Wichita, Kan. – Newman University junior Denver Shipman was among only 267 college students from across the country this year to receive the Congressional Award Gold Medal, the highest award bestowed by the United States Congress to civilian youth. Shipman and other medal recipients were honored at two ceremonies and a recognition dinner last summer in Washington, D.C.
Shipman, a chemistry major at Newman, said he first learned of the program through a cousin who had received the award.
“I had already done the public service and some of the other activities required for the award,” Shipman said. “I had to go above and beyond that, but it’s nice to receive an award for it.”
The Congressional Award was established by Congress in 1979 to recognize individuals for community service and to emphasize the need for America’s youth to grow into well-rounded, active adults. All Gold Medal recipients must perform at least 400 hours of Voluntary Public Service in their communities, and dedicate hours to Personal Development and Physical Fitness, focusing their energies on improving skills they already had or expanding their knowledge. Gold Medalists must also complete an Expedition/Exploration project involving overseas travel or learning from different cultures within their communities.
For his Volunteer Public Service, Shipman worked three summers doing lacrosse clinics for boys, and helped build homes in partnership with families in need through Habitat for Humanity. He also helped clean and refurbish the chemistry lab at Newman University.
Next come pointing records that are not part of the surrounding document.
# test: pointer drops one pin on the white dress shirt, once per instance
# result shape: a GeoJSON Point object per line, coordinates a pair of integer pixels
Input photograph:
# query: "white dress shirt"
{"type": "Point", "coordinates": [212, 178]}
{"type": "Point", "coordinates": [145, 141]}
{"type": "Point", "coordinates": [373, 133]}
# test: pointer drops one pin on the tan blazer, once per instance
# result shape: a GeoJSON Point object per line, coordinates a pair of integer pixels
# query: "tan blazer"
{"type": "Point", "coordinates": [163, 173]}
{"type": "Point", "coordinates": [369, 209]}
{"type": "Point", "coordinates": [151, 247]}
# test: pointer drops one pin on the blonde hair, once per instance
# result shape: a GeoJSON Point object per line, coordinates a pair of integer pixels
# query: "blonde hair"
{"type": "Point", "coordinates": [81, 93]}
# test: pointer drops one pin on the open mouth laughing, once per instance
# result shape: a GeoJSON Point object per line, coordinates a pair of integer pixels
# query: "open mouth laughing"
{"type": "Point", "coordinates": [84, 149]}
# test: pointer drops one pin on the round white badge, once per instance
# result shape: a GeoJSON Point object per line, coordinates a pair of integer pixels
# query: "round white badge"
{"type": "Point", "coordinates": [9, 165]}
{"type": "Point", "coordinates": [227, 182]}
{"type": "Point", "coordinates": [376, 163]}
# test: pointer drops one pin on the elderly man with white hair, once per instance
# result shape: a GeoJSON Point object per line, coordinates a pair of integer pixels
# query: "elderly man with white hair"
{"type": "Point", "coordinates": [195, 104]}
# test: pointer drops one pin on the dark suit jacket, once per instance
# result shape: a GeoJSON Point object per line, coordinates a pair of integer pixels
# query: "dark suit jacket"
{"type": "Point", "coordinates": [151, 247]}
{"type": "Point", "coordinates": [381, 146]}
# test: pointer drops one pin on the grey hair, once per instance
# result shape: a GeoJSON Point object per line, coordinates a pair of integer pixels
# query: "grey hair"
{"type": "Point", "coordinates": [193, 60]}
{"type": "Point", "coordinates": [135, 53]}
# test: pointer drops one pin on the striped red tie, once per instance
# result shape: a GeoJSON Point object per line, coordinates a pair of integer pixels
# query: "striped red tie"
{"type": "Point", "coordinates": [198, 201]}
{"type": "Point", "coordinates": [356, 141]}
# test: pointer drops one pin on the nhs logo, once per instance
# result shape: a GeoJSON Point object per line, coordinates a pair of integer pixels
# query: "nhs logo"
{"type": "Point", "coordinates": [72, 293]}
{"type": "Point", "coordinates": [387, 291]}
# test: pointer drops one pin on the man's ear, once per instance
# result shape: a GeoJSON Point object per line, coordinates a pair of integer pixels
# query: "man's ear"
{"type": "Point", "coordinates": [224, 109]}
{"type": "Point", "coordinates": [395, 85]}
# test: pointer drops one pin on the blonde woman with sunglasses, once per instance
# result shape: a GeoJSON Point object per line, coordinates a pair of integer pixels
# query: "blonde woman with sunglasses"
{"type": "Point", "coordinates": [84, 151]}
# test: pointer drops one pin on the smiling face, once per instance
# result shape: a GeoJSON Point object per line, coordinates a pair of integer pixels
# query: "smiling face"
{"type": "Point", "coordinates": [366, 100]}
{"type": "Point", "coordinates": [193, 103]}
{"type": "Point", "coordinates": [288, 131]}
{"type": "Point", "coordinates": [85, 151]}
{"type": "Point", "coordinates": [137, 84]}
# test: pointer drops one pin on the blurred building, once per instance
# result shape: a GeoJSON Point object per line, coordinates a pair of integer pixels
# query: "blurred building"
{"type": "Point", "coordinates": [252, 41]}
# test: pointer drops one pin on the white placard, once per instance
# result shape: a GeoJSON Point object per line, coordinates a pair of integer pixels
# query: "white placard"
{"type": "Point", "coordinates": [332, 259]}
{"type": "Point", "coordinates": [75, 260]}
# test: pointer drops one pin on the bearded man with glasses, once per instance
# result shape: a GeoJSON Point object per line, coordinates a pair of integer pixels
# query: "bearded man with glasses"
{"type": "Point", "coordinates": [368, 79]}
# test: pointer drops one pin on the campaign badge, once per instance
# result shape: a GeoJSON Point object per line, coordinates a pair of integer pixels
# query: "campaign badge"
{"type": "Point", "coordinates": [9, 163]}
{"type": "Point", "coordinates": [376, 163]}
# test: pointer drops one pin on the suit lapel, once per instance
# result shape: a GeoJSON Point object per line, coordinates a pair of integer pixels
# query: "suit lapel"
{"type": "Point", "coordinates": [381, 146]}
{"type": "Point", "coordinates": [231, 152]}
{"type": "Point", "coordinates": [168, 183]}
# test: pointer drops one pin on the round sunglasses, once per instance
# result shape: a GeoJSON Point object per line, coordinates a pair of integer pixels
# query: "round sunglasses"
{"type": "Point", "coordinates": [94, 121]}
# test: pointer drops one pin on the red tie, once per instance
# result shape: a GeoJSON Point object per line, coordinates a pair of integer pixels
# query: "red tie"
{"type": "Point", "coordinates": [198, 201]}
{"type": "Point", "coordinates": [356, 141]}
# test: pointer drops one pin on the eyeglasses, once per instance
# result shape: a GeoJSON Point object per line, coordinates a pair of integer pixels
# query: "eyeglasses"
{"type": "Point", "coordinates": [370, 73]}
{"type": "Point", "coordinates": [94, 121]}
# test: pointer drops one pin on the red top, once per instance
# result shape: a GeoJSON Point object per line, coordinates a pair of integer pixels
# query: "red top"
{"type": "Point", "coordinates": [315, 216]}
For his Personal Development goal, Shipman earned and saved money for college by working on a farm and being a summer day camp counselor. He achieved his Physical Fitness goal by becoming more fit through lacrosse. Shipman was on the first lacrosse team in the Wichita community and traveled a four-state area to compete in matches. He met the Expedition/Exploration goal through an environmental endeavor of raising funds to benefit an indigenous Ecuadorian Kichwa tribe in the Amazon rainforest. He also learned how to field dress and process a deer during a hunting expedition.
Shipman said that in addition to receiving the award, he enjoyed meeting people and visiting the museums and monuments during his free trip to Washington, his first to the nation’s capital.
“It was pretty cool,” he said. “I’m glad I did it, and I’m glad the award is there for people to get.”
Denver Shipman when he was in Washington, D.C., to receive his award.